TD Bank Group said Monday it will pay US$1.2 billion to settle a lawsuit related to one of the largest Ponzi schemes ever orchestrated.
The bank, along with several other financial institutions, was about to face trial in the case in Texas for its alleged role in the $7 billion scheme operated by the Stanford Financial Group.
Standford, who was the island’s largest private employer was found guilty of a massive $7bn (£4.5bn) Ponzi scheme by a court in Houston.
The fraud was run from his offshore bank in Antigua and investors’ money was used to pay for his lavish billionaire’s lifestyle.
In agreeing to the settlement, TD denied any liability or wrongdoing and maintained that it acted properly at all times. The bank said it chose to settle the case to avoid the distraction and uncertainty of continuing a long legal proceeding.
TD had provided correspondent banking services to Stanford International Bank Ltd., an offshore bank in Antigua, and had faced allegations of knowing assistance and negligence related to the Ponzi scheme.
The Ponzi scheme in the TD settlement was run for 20 years by Allen Stanford and involved more than 30,000 accounts.
In a parallel case against the bank in Ontario, the court ruled in TD’s favour. The ruling was backed up by the Ontario Court of Appeal, while the plaintiffs are trying to appeal the case to the Supreme Court of Canada.
Under the terms of the U.S. agreement, TD has settled with the receiver, the official Stanford Investors Committee and other plaintiffs in the litigation.

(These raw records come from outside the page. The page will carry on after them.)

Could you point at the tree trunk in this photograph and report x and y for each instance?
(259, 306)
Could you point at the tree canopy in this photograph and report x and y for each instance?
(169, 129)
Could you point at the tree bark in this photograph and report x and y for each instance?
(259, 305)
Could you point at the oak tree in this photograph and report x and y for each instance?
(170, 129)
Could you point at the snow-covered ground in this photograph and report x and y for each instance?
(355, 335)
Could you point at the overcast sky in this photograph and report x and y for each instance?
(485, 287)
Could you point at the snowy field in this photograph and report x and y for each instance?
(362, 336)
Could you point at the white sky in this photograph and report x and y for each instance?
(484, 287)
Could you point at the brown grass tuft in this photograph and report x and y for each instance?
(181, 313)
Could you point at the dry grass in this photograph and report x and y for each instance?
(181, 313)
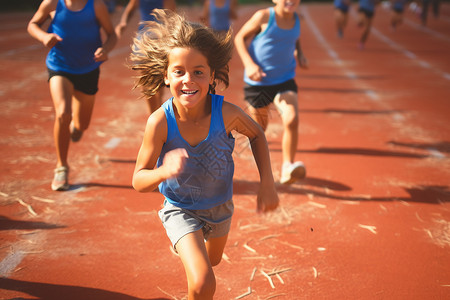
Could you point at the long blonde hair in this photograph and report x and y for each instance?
(152, 45)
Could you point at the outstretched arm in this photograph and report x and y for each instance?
(302, 61)
(126, 16)
(249, 30)
(236, 119)
(44, 12)
(102, 15)
(147, 177)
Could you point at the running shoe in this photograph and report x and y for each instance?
(61, 179)
(291, 172)
(75, 134)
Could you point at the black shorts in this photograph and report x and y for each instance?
(86, 83)
(369, 13)
(261, 96)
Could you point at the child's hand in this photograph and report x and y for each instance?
(51, 39)
(255, 73)
(119, 29)
(267, 199)
(174, 162)
(100, 55)
(303, 62)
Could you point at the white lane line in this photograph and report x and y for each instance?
(409, 54)
(113, 143)
(427, 30)
(334, 55)
(406, 52)
(421, 27)
(10, 263)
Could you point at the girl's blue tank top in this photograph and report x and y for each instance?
(219, 17)
(273, 50)
(80, 32)
(368, 5)
(146, 7)
(207, 178)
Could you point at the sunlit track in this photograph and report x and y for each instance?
(370, 220)
(407, 53)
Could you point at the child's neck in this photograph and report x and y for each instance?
(194, 114)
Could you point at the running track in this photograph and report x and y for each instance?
(370, 221)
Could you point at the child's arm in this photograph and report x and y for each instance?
(34, 26)
(236, 119)
(250, 29)
(302, 61)
(102, 15)
(126, 16)
(233, 9)
(204, 18)
(147, 177)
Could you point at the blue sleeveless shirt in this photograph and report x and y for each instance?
(368, 5)
(80, 32)
(273, 50)
(207, 178)
(219, 17)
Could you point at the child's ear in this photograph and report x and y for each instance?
(211, 80)
(166, 80)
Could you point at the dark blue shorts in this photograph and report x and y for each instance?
(369, 13)
(86, 83)
(260, 96)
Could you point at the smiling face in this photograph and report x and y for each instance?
(189, 76)
(288, 6)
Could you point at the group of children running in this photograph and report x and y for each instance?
(188, 142)
(366, 12)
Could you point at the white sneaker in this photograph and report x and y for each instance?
(290, 173)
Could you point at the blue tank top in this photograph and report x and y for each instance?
(219, 17)
(146, 7)
(344, 6)
(273, 50)
(207, 178)
(80, 32)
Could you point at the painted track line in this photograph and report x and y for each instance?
(370, 93)
(420, 62)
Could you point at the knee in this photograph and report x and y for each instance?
(290, 119)
(215, 260)
(63, 117)
(203, 286)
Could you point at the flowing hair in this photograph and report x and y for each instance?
(152, 45)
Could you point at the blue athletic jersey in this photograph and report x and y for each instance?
(207, 178)
(368, 5)
(219, 17)
(342, 5)
(80, 32)
(273, 50)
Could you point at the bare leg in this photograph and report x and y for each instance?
(82, 108)
(61, 90)
(215, 247)
(287, 105)
(200, 275)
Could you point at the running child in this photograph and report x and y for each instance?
(270, 63)
(146, 8)
(366, 12)
(218, 14)
(187, 146)
(76, 53)
(397, 8)
(341, 8)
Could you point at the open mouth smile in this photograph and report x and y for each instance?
(189, 92)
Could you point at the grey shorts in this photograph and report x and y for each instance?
(214, 222)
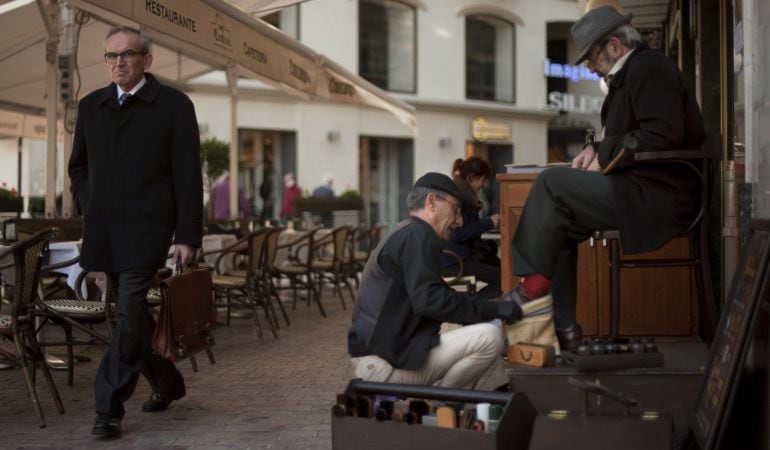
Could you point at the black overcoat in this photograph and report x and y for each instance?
(648, 101)
(136, 176)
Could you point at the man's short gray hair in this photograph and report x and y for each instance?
(144, 41)
(415, 200)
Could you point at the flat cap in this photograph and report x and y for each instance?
(594, 25)
(441, 182)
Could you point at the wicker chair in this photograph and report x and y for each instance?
(244, 287)
(19, 326)
(296, 269)
(331, 258)
(75, 314)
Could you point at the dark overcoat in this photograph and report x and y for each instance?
(648, 101)
(136, 176)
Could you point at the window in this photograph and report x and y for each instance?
(490, 59)
(387, 48)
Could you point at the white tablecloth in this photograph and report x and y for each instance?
(58, 252)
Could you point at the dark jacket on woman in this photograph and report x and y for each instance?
(649, 108)
(136, 176)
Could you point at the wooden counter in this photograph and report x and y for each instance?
(654, 302)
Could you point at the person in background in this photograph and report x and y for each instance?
(648, 108)
(136, 176)
(220, 200)
(291, 192)
(326, 189)
(402, 301)
(479, 256)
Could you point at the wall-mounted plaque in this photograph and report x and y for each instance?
(736, 328)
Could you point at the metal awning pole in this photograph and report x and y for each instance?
(232, 87)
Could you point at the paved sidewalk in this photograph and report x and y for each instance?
(269, 393)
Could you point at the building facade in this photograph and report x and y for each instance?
(474, 71)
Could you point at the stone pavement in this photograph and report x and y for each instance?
(264, 394)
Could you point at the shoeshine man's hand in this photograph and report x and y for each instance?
(183, 255)
(585, 159)
(594, 166)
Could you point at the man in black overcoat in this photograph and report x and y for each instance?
(136, 178)
(647, 108)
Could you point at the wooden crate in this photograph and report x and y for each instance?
(355, 433)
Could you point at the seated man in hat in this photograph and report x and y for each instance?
(403, 300)
(648, 108)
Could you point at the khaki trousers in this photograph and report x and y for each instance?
(460, 359)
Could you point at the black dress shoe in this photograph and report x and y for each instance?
(570, 338)
(106, 426)
(159, 402)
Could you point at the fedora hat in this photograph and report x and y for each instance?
(594, 25)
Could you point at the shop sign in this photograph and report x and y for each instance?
(563, 101)
(483, 129)
(572, 73)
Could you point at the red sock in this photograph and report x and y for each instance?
(536, 285)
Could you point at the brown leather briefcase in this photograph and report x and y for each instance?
(186, 315)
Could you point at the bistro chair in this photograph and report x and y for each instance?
(296, 268)
(76, 314)
(243, 288)
(19, 326)
(331, 257)
(701, 164)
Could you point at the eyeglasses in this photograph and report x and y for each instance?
(455, 206)
(593, 53)
(112, 57)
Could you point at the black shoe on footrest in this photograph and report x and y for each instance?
(106, 426)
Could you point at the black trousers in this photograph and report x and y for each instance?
(564, 207)
(130, 352)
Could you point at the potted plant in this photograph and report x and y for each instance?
(215, 159)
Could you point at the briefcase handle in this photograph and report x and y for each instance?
(361, 387)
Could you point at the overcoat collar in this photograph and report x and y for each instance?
(620, 75)
(147, 93)
(617, 81)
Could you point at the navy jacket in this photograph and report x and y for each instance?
(402, 300)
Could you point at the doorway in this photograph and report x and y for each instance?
(386, 174)
(266, 155)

TD, which is scheduled to report its first-quarter results on Thursday, said that as a result of the settlement it will take a charge of about C$1.2 billion after tax in the quarter. Stanford was sentenced to 110 years in prison for its orchestration.
Stanford first came to Antigua in the 1980s after the authorities closed down his offshore bank in the British overseas territory of Montserrat.